14 yaşlarındaydık bi dolmuşta, hamile bir kadın bindi ,oturacak yer yok, pejo minübüslerin tekerlerinin üzerine bir oturmalık uydurulmuştur genelde, kadın da orada oturmalık olduğundan emin ,oturmalığın olması gereken yere kadar epey mucadele verdi ve tamam rahatladı derken oturmalığın olmadığını farketti, ama artık çok geçti, biz dolmuşun en arkasında o kadar çok gülmemek için kendimizi kastıkki terler içinde kalmıştık, kadın düştüğünde ilk şaşkınlık yaşamadan yardım etmeye çalışan yine bir kadındı. endişeliydi üstelik. o duruma gülen biz gibi biri o haline utanmalı öncelikle kabul etmek lazım.
insanların rezil hallerine hiç gülmeyen insanların hallerine ne demeli, onlar o durumlara düştüğünde utanç duymayacaklarmıydı? bence rezillikten ,utanmadan ziyade galiba o anın şaşkınlığıyla kendilerinde zuhur eden 'hayır ben istemeden oldu'yu insanlara ikna çabasının gözlerine yansıyan yada 'yansıdığı farzedilen' bönlüğüne gülünüyor olabilir :)

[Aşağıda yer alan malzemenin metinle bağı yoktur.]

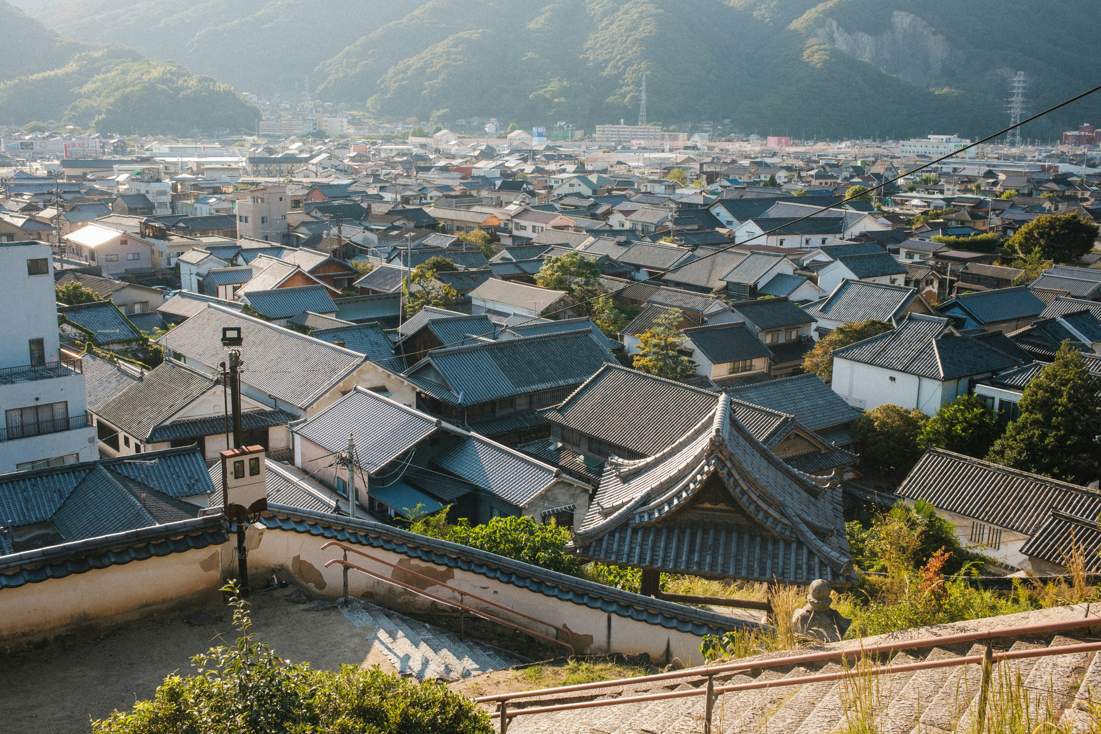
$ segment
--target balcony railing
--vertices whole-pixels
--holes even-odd
[[[45,364],[23,364],[15,368],[0,368],[0,385],[10,385],[15,382],[31,382],[32,380],[52,380],[53,377],[67,377],[70,374],[81,374],[84,362],[80,360],[61,360],[59,362],[46,362]]]
[[[31,436],[44,436],[45,434],[58,434],[63,430],[88,428],[91,425],[90,413],[72,416],[69,418],[55,418],[53,420],[41,420],[39,423],[24,423],[21,426],[0,428],[0,441],[13,441],[17,438],[30,438]]]

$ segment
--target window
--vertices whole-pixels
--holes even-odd
[[[46,342],[44,339],[29,339],[31,348],[31,364],[40,365],[46,363]]]
[[[739,372],[752,372],[753,360],[738,360],[730,363],[727,374],[738,374]]]
[[[8,439],[68,430],[68,402],[4,410]]]

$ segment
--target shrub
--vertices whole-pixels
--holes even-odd
[[[171,675],[150,701],[94,721],[95,734],[490,734],[489,716],[440,682],[416,683],[378,666],[339,672],[291,664],[249,633],[251,620],[233,584],[236,645],[192,658],[198,675]]]

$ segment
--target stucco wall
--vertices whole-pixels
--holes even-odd
[[[218,604],[221,555],[207,547],[0,590],[0,649]]]

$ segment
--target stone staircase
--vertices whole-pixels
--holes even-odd
[[[1003,617],[992,617],[951,625],[908,629],[894,635],[883,635],[864,640],[864,647],[876,643],[900,639],[942,637],[959,633],[1043,624],[1083,616],[1084,606],[1062,607]],[[1097,636],[1093,636],[1097,635]],[[995,653],[1002,650],[1059,647],[1081,643],[1101,642],[1101,621],[1097,628],[1078,628],[1047,634],[1001,637],[993,643]],[[848,643],[852,645],[852,643]],[[829,645],[827,648],[838,647]],[[819,648],[821,649],[821,648]],[[753,670],[716,676],[715,684],[729,686],[753,681],[797,678],[842,670],[839,661],[770,667],[768,660],[800,654],[774,653],[749,658],[760,660]],[[983,644],[963,643],[903,650],[892,656],[894,666],[923,660],[941,660],[967,655],[982,655]],[[739,660],[741,662],[742,660]],[[1002,672],[1020,673],[1028,692],[1029,708],[1034,713],[1055,712],[1066,731],[1093,733],[1101,731],[1101,712],[1091,713],[1089,701],[1101,702],[1101,656],[1097,653],[1042,658],[1025,658],[996,662],[992,689],[999,689],[999,668]],[[855,686],[863,700],[873,701],[875,730],[882,734],[947,734],[974,731],[981,671],[977,665],[934,668],[917,671],[868,676]],[[682,678],[654,681],[637,687],[630,684],[591,691],[575,691],[560,697],[513,700],[510,710],[617,699],[631,695],[664,693],[706,688],[705,678]],[[846,688],[848,686],[848,688]],[[713,734],[843,734],[851,722],[846,710],[852,710],[853,683],[840,681],[810,682],[763,690],[731,691],[716,700],[712,716]],[[1002,689],[1004,690],[1004,686]],[[704,731],[706,697],[644,701],[621,706],[609,705],[591,709],[516,716],[510,721],[509,734],[689,734]],[[1035,726],[1035,723],[1033,724]]]
[[[491,645],[434,627],[359,599],[338,609],[357,627],[371,627],[367,640],[378,646],[397,672],[417,680],[455,681],[509,668],[520,658]]]

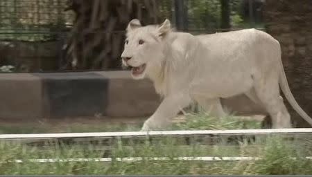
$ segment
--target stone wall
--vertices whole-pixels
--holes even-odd
[[[266,0],[266,31],[281,45],[282,61],[291,89],[312,116],[312,1]],[[290,108],[298,127],[309,127]]]

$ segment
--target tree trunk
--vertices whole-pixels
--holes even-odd
[[[76,13],[73,28],[65,48],[67,69],[112,69],[119,59],[128,22],[159,22],[156,0],[69,0]]]

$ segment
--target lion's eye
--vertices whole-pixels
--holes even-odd
[[[144,44],[144,41],[142,40],[142,39],[140,39],[140,40],[139,41],[139,44],[142,45],[143,44]]]

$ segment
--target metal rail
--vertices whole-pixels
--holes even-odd
[[[157,131],[121,131],[64,133],[1,134],[1,140],[42,140],[68,138],[105,138],[154,136],[255,136],[270,134],[312,133],[312,128],[275,129],[237,129],[237,130],[193,130]]]

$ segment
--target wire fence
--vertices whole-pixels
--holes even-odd
[[[96,1],[94,1],[94,5]],[[82,8],[79,10],[82,10],[81,13],[77,13],[80,11],[68,10],[69,8],[75,9],[77,8],[75,6],[81,3],[82,1],[0,1],[0,53],[1,53],[0,67],[12,65],[14,66],[12,70],[5,71],[15,72],[60,71],[68,69],[64,66],[68,63],[68,61],[72,59],[73,55],[68,55],[68,48],[66,49],[66,46],[69,44],[68,41],[71,39],[70,35],[78,38],[77,36],[73,35],[74,32],[73,28],[79,25],[79,21],[77,21],[77,19],[85,18],[84,21],[87,23],[91,23],[92,21],[92,21],[91,17],[86,17],[85,14],[88,13],[88,10],[94,10],[94,8],[84,10],[83,8],[80,7]],[[114,18],[114,12],[117,14],[120,12],[119,10],[122,9],[123,4],[133,1],[135,2],[133,4],[137,4],[138,6],[136,8],[132,7],[137,15],[139,16],[140,13],[142,15],[144,10],[157,8],[159,19],[168,18],[177,30],[193,34],[211,33],[246,28],[259,28],[263,26],[261,13],[263,2],[261,0],[160,0],[154,1],[155,4],[150,3],[148,6],[154,6],[152,8],[148,7],[144,3],[144,1],[120,1],[121,4],[116,5],[115,10],[116,12],[107,12],[112,14],[111,18]],[[112,4],[114,3],[107,3],[107,6],[112,6]],[[127,6],[130,3],[128,3]],[[99,21],[102,21],[100,19]],[[101,28],[95,28],[74,32],[88,33],[81,37],[85,38],[89,34],[98,32],[98,30],[101,30]],[[123,40],[123,31],[116,28],[111,31],[105,30],[101,32],[103,33],[102,36],[106,35],[108,32],[113,37],[118,38],[118,40],[121,41]],[[121,33],[121,36],[117,35],[114,37],[115,33]],[[79,40],[83,40],[83,39]],[[119,55],[122,48],[122,44],[118,42],[116,44],[107,45],[103,45],[103,42],[96,44],[94,44],[96,46],[89,50],[92,55],[81,55],[83,57],[81,60],[88,60],[90,59],[89,58],[97,58],[98,62],[109,60],[110,58],[115,59],[114,57]],[[79,45],[83,45],[81,48],[88,48],[88,46],[85,46],[83,44],[79,44]],[[119,45],[119,47],[116,49],[116,51],[109,52],[114,53],[112,55],[103,55],[103,51],[99,51],[98,49],[98,46],[107,48],[106,46],[113,45]],[[105,50],[105,49],[103,50]],[[85,65],[82,68],[119,69],[119,66],[116,64],[111,64],[104,67],[103,64],[104,62],[98,63],[101,64],[96,65],[96,66]]]

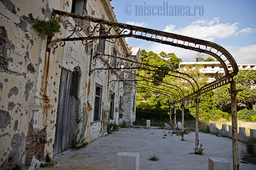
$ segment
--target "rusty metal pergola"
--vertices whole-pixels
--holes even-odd
[[[56,48],[59,46],[63,46],[67,41],[80,41],[83,45],[87,45],[99,39],[115,43],[119,38],[132,37],[207,53],[216,59],[224,69],[225,75],[219,78],[216,74],[216,80],[203,87],[199,87],[193,77],[182,72],[136,62],[127,59],[127,56],[120,57],[97,52],[95,52],[94,55],[91,56],[90,64],[94,68],[91,68],[90,73],[95,71],[111,70],[116,75],[116,80],[111,80],[111,81],[124,81],[127,85],[135,87],[136,87],[135,83],[142,84],[142,86],[137,87],[148,92],[166,96],[170,99],[170,104],[172,104],[174,108],[175,122],[176,122],[176,105],[179,103],[181,104],[182,140],[184,139],[184,105],[186,102],[194,100],[196,105],[195,152],[198,150],[199,144],[198,103],[200,96],[230,83],[232,123],[233,169],[239,169],[236,87],[236,82],[233,80],[233,77],[237,74],[239,69],[235,60],[228,51],[214,43],[205,40],[59,10],[52,10],[52,19],[58,20],[61,24],[62,28],[70,32],[70,34],[67,37],[48,38],[46,49],[48,52],[48,57],[49,57],[52,48]],[[100,30],[103,30],[103,32],[100,32],[100,35],[99,34]],[[81,34],[82,32],[83,33]],[[118,63],[115,67],[111,66],[109,62],[113,58],[115,58]],[[100,67],[97,67],[96,63],[99,61],[102,64]],[[228,69],[227,65],[231,66],[232,69]],[[188,87],[191,90],[186,90],[182,87],[164,81],[160,81],[157,83],[161,83],[161,87],[150,85],[150,83],[154,84],[156,80],[150,77],[140,75],[136,73],[136,71],[142,69],[156,73],[161,73],[165,76],[182,80],[183,82],[187,82],[186,84],[189,85]],[[131,70],[135,70],[134,73],[132,73]],[[122,76],[124,73],[126,73],[129,76],[124,77]],[[138,78],[141,80],[138,80]],[[148,84],[143,84],[140,81],[146,81],[148,82]],[[170,108],[171,108],[170,106]],[[170,112],[171,119],[171,110]],[[172,124],[172,120],[170,120],[170,122]]]

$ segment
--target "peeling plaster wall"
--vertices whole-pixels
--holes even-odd
[[[0,1],[1,169],[33,169],[39,166],[38,162],[44,159],[45,153],[52,152],[56,110],[54,103],[57,101],[52,99],[58,97],[59,82],[54,80],[60,78],[59,63],[62,62],[62,57],[57,56],[49,62],[51,69],[47,83],[42,86],[47,37],[32,28],[35,18],[51,18],[52,4],[56,9],[60,9],[60,6],[63,10],[67,9],[67,1]],[[44,85],[47,87],[47,96],[42,92],[42,87]],[[31,155],[28,153],[29,122],[33,131],[31,137],[35,145],[44,145],[37,155],[35,148],[31,148]],[[35,139],[42,136],[42,129],[45,129],[45,139],[48,144]],[[38,159],[39,156],[42,159]]]

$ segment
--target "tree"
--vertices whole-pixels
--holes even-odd
[[[179,64],[182,62],[181,59],[179,59],[174,53],[168,53],[166,54],[164,52],[161,52],[159,55],[163,58],[169,59],[166,60],[167,68],[174,70],[179,68]]]
[[[204,60],[204,62],[207,62],[207,61],[215,61],[215,60],[214,59],[212,59],[212,57],[209,57],[207,59],[205,59]]]
[[[198,57],[196,57],[196,62],[202,62],[204,60],[204,59],[203,58],[204,56],[203,53],[198,53],[196,55]]]

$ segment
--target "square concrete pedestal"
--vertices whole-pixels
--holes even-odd
[[[150,128],[150,120],[147,120],[147,128]]]
[[[116,154],[116,170],[139,170],[140,153],[119,152]]]
[[[223,158],[209,158],[209,170],[230,170],[230,162]]]

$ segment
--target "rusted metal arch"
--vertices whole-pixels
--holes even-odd
[[[113,55],[109,55],[109,54],[97,53],[96,55],[95,56],[95,57],[97,57],[97,56],[100,56],[100,56],[108,56],[108,57],[115,57],[115,58],[122,59],[122,60],[127,60],[127,61],[131,62],[132,63],[138,64],[143,65],[143,66],[146,66],[151,67],[153,67],[153,68],[157,68],[157,69],[158,69],[159,70],[165,70],[166,71],[170,71],[170,72],[177,73],[177,74],[182,74],[182,75],[185,75],[185,76],[188,76],[189,78],[193,80],[193,81],[195,83],[195,84],[196,85],[197,90],[199,90],[199,85],[197,83],[197,81],[195,80],[195,78],[193,77],[192,77],[191,76],[190,76],[189,74],[188,74],[187,73],[182,73],[182,72],[180,72],[180,71],[175,71],[175,70],[171,70],[171,69],[167,69],[167,68],[161,68],[161,67],[157,67],[157,66],[151,66],[151,65],[147,64],[140,63],[140,62],[133,61],[132,60],[129,60],[129,59],[125,59],[125,58],[123,58],[123,57],[117,57],[117,56],[113,56]],[[99,58],[100,58],[100,59],[101,59],[102,60],[102,57],[99,57]],[[108,64],[109,66],[109,64],[107,64],[106,61],[106,64]],[[148,71],[154,71],[154,72],[156,72],[156,73],[158,73],[158,71],[157,71],[156,70],[152,70],[152,69],[148,69],[148,68],[143,67],[141,66],[136,66],[136,67],[120,67],[120,68],[118,68],[118,67],[113,68],[110,66],[109,66],[109,67],[108,68],[104,68],[104,67],[102,67],[102,68],[95,68],[95,69],[91,70],[90,72],[92,72],[92,71],[93,71],[95,70],[99,70],[99,69],[145,69],[145,70],[148,70]],[[196,92],[194,85],[188,78],[184,78],[184,77],[182,77],[182,76],[177,76],[177,75],[170,74],[169,73],[164,73],[164,74],[165,75],[168,75],[168,76],[173,76],[173,77],[175,77],[175,78],[177,78],[184,79],[184,80],[188,81],[189,83],[189,84],[191,85],[191,87],[192,87],[192,88],[193,89],[194,92]]]
[[[122,71],[125,72],[125,73],[130,73],[130,74],[136,75],[136,76],[137,76],[142,77],[142,78],[147,78],[147,79],[154,80],[154,78],[149,78],[149,77],[146,77],[146,76],[143,76],[140,75],[139,74],[134,74],[134,73],[129,73],[129,72],[125,71]],[[127,81],[127,80],[125,80],[125,81]],[[138,80],[137,80],[137,81],[138,81]],[[150,81],[150,82],[152,82],[152,81]],[[178,88],[178,89],[182,92],[182,95],[183,95],[183,97],[184,97],[184,96],[185,96],[184,93],[182,89],[181,89],[181,88],[179,87],[179,86],[175,85],[173,85],[173,84],[172,84],[172,83],[166,83],[166,82],[164,82],[164,81],[160,81],[160,82],[162,83],[164,83],[164,84],[170,85],[172,85],[172,86],[174,86],[174,87]],[[180,96],[180,92],[179,92],[179,90],[177,90],[176,89],[172,88],[172,87],[169,87],[169,86],[166,86],[166,85],[160,85],[165,86],[165,87],[169,87],[169,88],[175,89],[175,90],[177,90],[177,91],[178,92],[178,93],[179,94],[179,95],[180,95],[180,99],[182,99],[181,96]],[[188,94],[189,94],[188,92],[188,92]]]
[[[104,39],[118,38],[120,37],[134,37],[136,38],[155,41],[163,44],[170,45],[172,46],[175,46],[188,50],[209,54],[221,62],[225,72],[225,78],[226,79],[236,75],[239,71],[237,65],[230,53],[222,46],[212,42],[169,33],[164,31],[156,31],[129,24],[96,18],[92,17],[77,15],[72,13],[53,10],[52,15],[54,17],[55,17],[56,14],[59,15],[59,17],[56,18],[60,18],[64,16],[72,17],[84,21],[88,20],[94,23],[105,24],[109,27],[106,31],[106,33],[108,33],[107,34],[109,34],[110,33],[111,29],[113,30],[113,31],[115,31],[116,33],[119,32],[119,34],[118,34],[117,35],[115,35],[114,36],[113,35],[107,35],[106,36],[102,36],[102,38]],[[79,22],[81,23],[81,20]],[[77,27],[77,25],[76,26],[74,32],[76,31],[76,29]],[[93,29],[93,31],[97,29],[95,28],[92,28],[92,26],[90,25],[89,27],[90,27],[91,29]],[[93,34],[93,32],[89,35],[90,37],[79,38],[77,39],[76,38],[70,38],[70,40],[64,39],[57,39],[50,43],[49,45],[52,46],[58,42],[64,42],[65,41],[65,40],[77,41],[93,39],[94,38],[92,37],[92,35]],[[73,33],[72,34],[74,34],[74,33]],[[147,36],[147,34],[148,36]],[[157,36],[159,38],[157,38]],[[168,41],[168,38],[170,39],[170,41]],[[48,46],[47,48],[51,48],[51,46]],[[223,57],[223,55],[226,57],[226,59],[223,60],[221,59],[221,57]],[[229,61],[229,64],[232,67],[233,72],[231,73],[229,73],[227,65],[225,63],[225,62],[227,60]]]
[[[148,80],[141,80],[141,81],[147,81],[147,82],[153,83],[152,81],[148,81]],[[161,82],[163,83],[163,81],[161,81]],[[182,97],[181,97],[180,92],[178,90],[177,90],[176,89],[175,89],[175,88],[173,88],[173,87],[170,87],[170,86],[167,86],[167,85],[161,85],[175,90],[175,91],[177,91],[177,92],[178,92],[179,95],[180,96],[180,99],[182,99]],[[159,88],[159,89],[161,89],[161,88]],[[175,101],[176,101],[176,100],[175,100]]]
[[[144,89],[144,90],[145,90],[150,91],[150,92],[155,92],[155,93],[157,93],[157,94],[161,94],[166,96],[168,96],[168,97],[172,96],[170,96],[170,94],[169,94],[169,95],[167,95],[167,94],[166,94],[162,93],[162,92],[161,92],[154,91],[154,90],[150,90],[150,89],[145,89],[145,88],[143,88],[143,87],[137,87],[137,86],[134,86],[134,85],[131,85],[131,86],[135,87],[136,87],[136,88],[141,89]]]
[[[146,69],[146,70],[148,70],[148,71],[154,71],[154,72],[157,73],[157,72],[155,70],[153,70],[153,71],[152,71],[152,70],[151,70],[151,69],[146,69],[146,68],[141,67],[120,67],[120,68],[115,67],[115,68],[113,68],[113,67],[111,67],[111,66],[109,66],[109,64],[108,60],[105,60],[104,59],[103,59],[102,57],[101,57],[102,56],[108,56],[108,57],[116,57],[116,58],[119,59],[124,59],[124,60],[128,60],[128,61],[129,61],[129,62],[132,62],[132,63],[136,63],[136,64],[140,64],[140,63],[137,62],[134,62],[134,61],[133,61],[133,60],[129,60],[129,59],[124,59],[124,58],[122,58],[122,57],[116,57],[116,56],[113,56],[113,55],[111,55],[97,53],[96,55],[95,56],[95,59],[96,59],[96,57],[97,57],[97,56],[99,56],[99,57],[98,57],[98,59],[100,59],[102,62],[104,62],[104,64],[106,64],[106,65],[108,66],[108,67],[106,68],[106,67],[104,67],[105,66],[102,66],[102,67],[100,67],[100,68],[95,68],[95,69],[93,69],[91,70],[91,71],[90,71],[90,73],[92,73],[92,71],[95,71],[95,70],[102,70],[102,70],[108,70],[108,69],[116,70],[116,69]],[[143,64],[141,64],[143,65]],[[146,65],[147,65],[147,66],[149,66],[149,67],[156,67],[156,68],[157,68],[157,69],[160,69],[160,67],[156,67],[156,66],[151,66],[151,65],[149,65],[149,64],[146,64]],[[165,70],[168,71],[172,71],[172,70],[170,70],[170,69],[165,69]],[[191,77],[190,75],[189,75],[189,74],[188,74],[183,73],[180,73],[180,72],[176,71],[174,71],[173,72],[174,72],[174,73],[180,73],[180,74],[184,74],[184,75],[186,75],[186,76],[189,76],[189,78],[193,78],[193,77]],[[133,74],[133,73],[130,73],[130,74]],[[135,75],[135,74],[133,74]],[[189,80],[188,80],[187,78],[184,78],[184,77],[180,77],[180,76],[176,76],[176,75],[170,74],[169,73],[166,73],[166,74],[165,74],[165,75],[169,75],[169,76],[174,76],[174,77],[176,77],[176,78],[182,78],[182,79],[184,79],[184,80],[188,81],[191,85],[192,87],[193,88],[194,92],[195,92],[195,87],[193,87],[193,83],[192,83]],[[195,82],[196,83],[196,85],[197,85],[197,87],[198,87],[198,84],[197,84],[196,81],[194,78],[193,78],[193,79],[195,80]],[[125,81],[125,80],[124,80],[124,81]],[[161,82],[164,82],[164,81],[162,81]],[[170,84],[170,85],[172,85],[172,84],[170,84],[170,83],[169,83],[169,84]],[[184,96],[184,92],[183,92],[183,91],[182,90],[182,89],[181,89],[180,87],[179,87],[178,86],[176,86],[176,85],[175,85],[175,87],[177,87],[182,91],[182,94],[183,94],[183,96]],[[170,88],[172,89],[172,88],[170,87],[170,87]],[[180,99],[179,101],[183,100],[182,98],[181,97],[181,96],[180,96],[180,94],[179,93],[179,91],[177,91],[177,92],[178,92],[178,93],[179,94],[180,97]],[[184,97],[183,99],[184,99],[184,98],[185,98],[185,97]],[[176,101],[177,100],[175,99],[175,100],[173,100],[173,101]]]
[[[218,82],[214,82],[212,84],[207,85],[205,87],[204,87],[203,89],[198,89],[196,92],[186,96],[185,98],[189,99],[192,97],[198,96],[200,93],[215,89],[223,85],[220,83],[222,81],[225,81],[227,83],[230,83],[231,110],[232,118],[233,169],[239,169],[237,124],[236,117],[236,82],[232,78],[237,74],[239,69],[235,60],[228,51],[222,46],[207,41],[55,10],[52,10],[52,18],[54,18],[56,14],[59,15],[59,17],[56,18],[60,20],[62,17],[65,16],[81,19],[81,20],[80,20],[79,23],[83,24],[83,21],[90,21],[90,24],[93,23],[94,25],[93,26],[94,26],[94,27],[93,28],[92,25],[89,25],[87,28],[87,37],[79,37],[79,34],[76,34],[76,36],[78,36],[78,38],[70,38],[71,36],[76,37],[76,36],[74,36],[75,33],[82,30],[82,29],[79,28],[79,24],[75,23],[76,25],[73,29],[73,33],[71,34],[70,37],[67,38],[57,38],[53,41],[51,38],[48,39],[47,51],[49,52],[51,52],[51,48],[52,46],[54,46],[54,48],[55,48],[58,47],[58,43],[60,43],[60,46],[64,46],[65,42],[68,41],[81,40],[83,44],[86,45],[88,43],[90,43],[88,40],[108,39],[108,40],[106,39],[106,41],[110,41],[111,40],[112,42],[115,42],[118,38],[134,37],[136,38],[207,53],[216,58],[221,64],[222,67],[225,70],[225,75],[220,78],[217,78],[216,80]],[[99,32],[99,27],[102,25],[105,25],[107,27],[106,28],[103,27],[106,31],[105,36],[99,37],[98,33]],[[98,31],[97,29],[99,29]],[[114,32],[114,35],[111,34],[111,30],[112,32]],[[94,36],[94,35],[95,36]],[[228,71],[225,62],[229,62],[227,64],[229,64],[232,66],[233,70],[232,72]],[[184,100],[181,101],[181,102],[182,105],[184,105]],[[183,108],[184,107],[182,107],[182,110],[184,110]],[[183,111],[182,113],[184,113]]]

Ne diyorum ben? :/ (...) Bence uzun falan olmamış.Hatta o kadar güzel olmuşki ; iyiki okumuşum sevgili TunçAy.Yazınızı okurken ve de okuyup bittikten sonra ben de düşündüm.Aslında ben de herşeye gülerim galiba :/Evet evet... herşeye gülerim :)) Neden mi? Bence ; insan kendini güldüğü durum içinde hissedince ya da hayal edince güler :) Yani haklısın galiba güldüğümüz durumlar içinde mutlaka bizden bir parça var.Hatta Sevgili laledevri 'nin yorumunu okurken bile gülmekten kırılıp geçtim yani... Sonra da ben deli miyim diye düşündüm.Neyse gerçekten çok hoş bir yazıydı harcadığınız emeğe değerdi yani.Yazınızı okurken çok ama çooookkk eğlendim inanın ki ! ( Özellikle çorap bölümünde ) Bana aynı soru sorulsaydı galiba ben de sondaki cevabı verirdim :)) Tebrikler ...
neden güleriz.valla ben her şeye gülerim.kendi düşmeme bile.
otobüste ön koltukta oturan adamın kel kafasına bakar ve şap diye vurmak isterim.
vurduğumu düşünür ve kendi kendime gülerim.yere eğilip bir şey almak için uzanan kişiyi görünce hele ille tekme atmak gelir içimden.ay şu adama bir tekme atsam küt yere yuvarlansa diye düşünürken yine alır bir gülme.
ya da aklıma komik bişey gelir sokakta yine gülerim.
ben de mi deliyim.
yani ne olursa olsun bırakın görmeyi düşünmek bile yeter benim gülmeme.